Lance R. Pomerantz
Attorney at Law

Land     Title     Law

“Constructive Notice”  The  Newsletter

Excerpted from the July 8, 2015 mailing of "Constructive Notice":

The Title Search & the PCDS

A federal Magistrate Judge in upstate New York recently explored the relationship between a title search report and the Property Condition Disclosure Statement (“PCDS”) provided by the seller. Eagan v. Glassbrenner, No. 14-CV-507S (W. D. N. Y., June 10, 2015).

Sellers had answered “no” to PCDS Question 4, concerning whether anyone else had a lease, easement or any other right to use or occupy the property "other than those stated in documents available in the public record." Buyer had ordered a title search that revealed five recorded oil and gas leases. After closing, Buyer started receiving royalty checks from the lessee. Buyer sued Sellers, contending that seller lied when answering Question 4.

The Court found “[t]he title search report contained enough information to allow the [Buyer] to search the public record for further information about those leases.” Hence, the plain language of Question 4 precluded summary judgment for the Buyer.

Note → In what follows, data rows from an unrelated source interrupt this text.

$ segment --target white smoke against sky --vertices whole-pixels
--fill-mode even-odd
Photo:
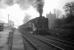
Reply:
[[[26,14],[30,15],[31,19],[39,16],[37,11],[37,4],[39,4],[38,1],[40,0],[0,0],[0,13],[2,14],[0,15],[5,19],[5,21],[7,21],[8,14],[10,14],[10,19],[15,22],[15,25],[19,26],[19,24],[22,24],[23,18]],[[41,1],[44,1],[43,15],[46,16],[46,14],[54,8],[62,9],[66,2],[73,0]]]

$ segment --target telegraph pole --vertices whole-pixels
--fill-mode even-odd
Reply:
[[[8,14],[8,23],[9,23],[9,14]]]

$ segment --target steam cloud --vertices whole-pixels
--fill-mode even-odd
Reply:
[[[40,16],[42,16],[42,13],[43,13],[43,6],[44,6],[44,0],[36,1],[36,8],[37,8],[37,11],[39,12]]]
[[[27,9],[30,6],[33,6],[37,9],[41,16],[43,12],[44,0],[0,0],[0,8],[3,6],[12,6],[14,4],[18,4],[22,9]]]

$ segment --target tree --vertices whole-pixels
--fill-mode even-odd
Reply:
[[[68,2],[64,6],[66,15],[67,15],[67,22],[73,22],[74,21],[74,2]]]

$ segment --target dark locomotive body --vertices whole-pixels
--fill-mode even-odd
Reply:
[[[49,34],[48,19],[45,17],[34,18],[20,26],[20,29],[32,34],[47,35]]]

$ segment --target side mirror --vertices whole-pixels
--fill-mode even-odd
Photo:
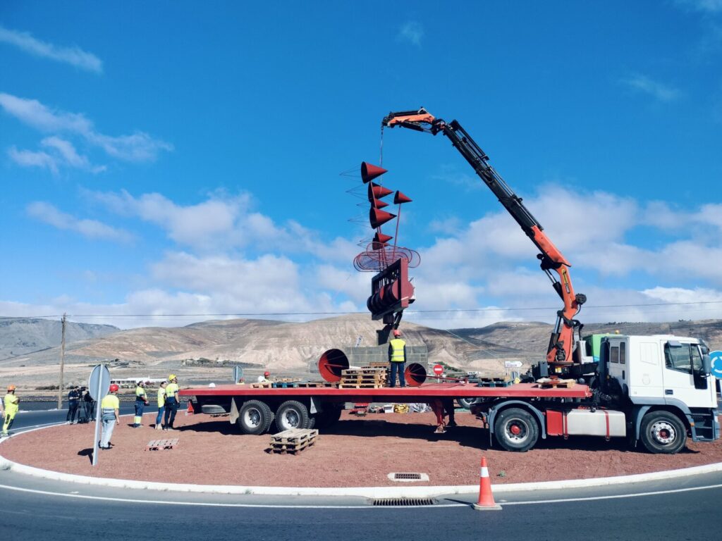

This case points up the ramifications of the PCDS when complex commercial activities are carried out on residential land. The other issue the Court addressed concerned whether natural gas storage "operations" in a natural rock formation beneath the land occur in a way that would constitute a storage "facility." Sellers had answered “yes” to PCDS Question 14 concerning storage “tanks,” but had given a separate affidavit wherein they asserted “to the best of our knowledge … no storage facilities exist under the premises.” Noting that Buyer had waived two opportunities to inspect the premises prior to closing and that discovery about Sellers' knowledge at the time the affidavit was given had not yet been completed, the Court declined to grant summary judgment.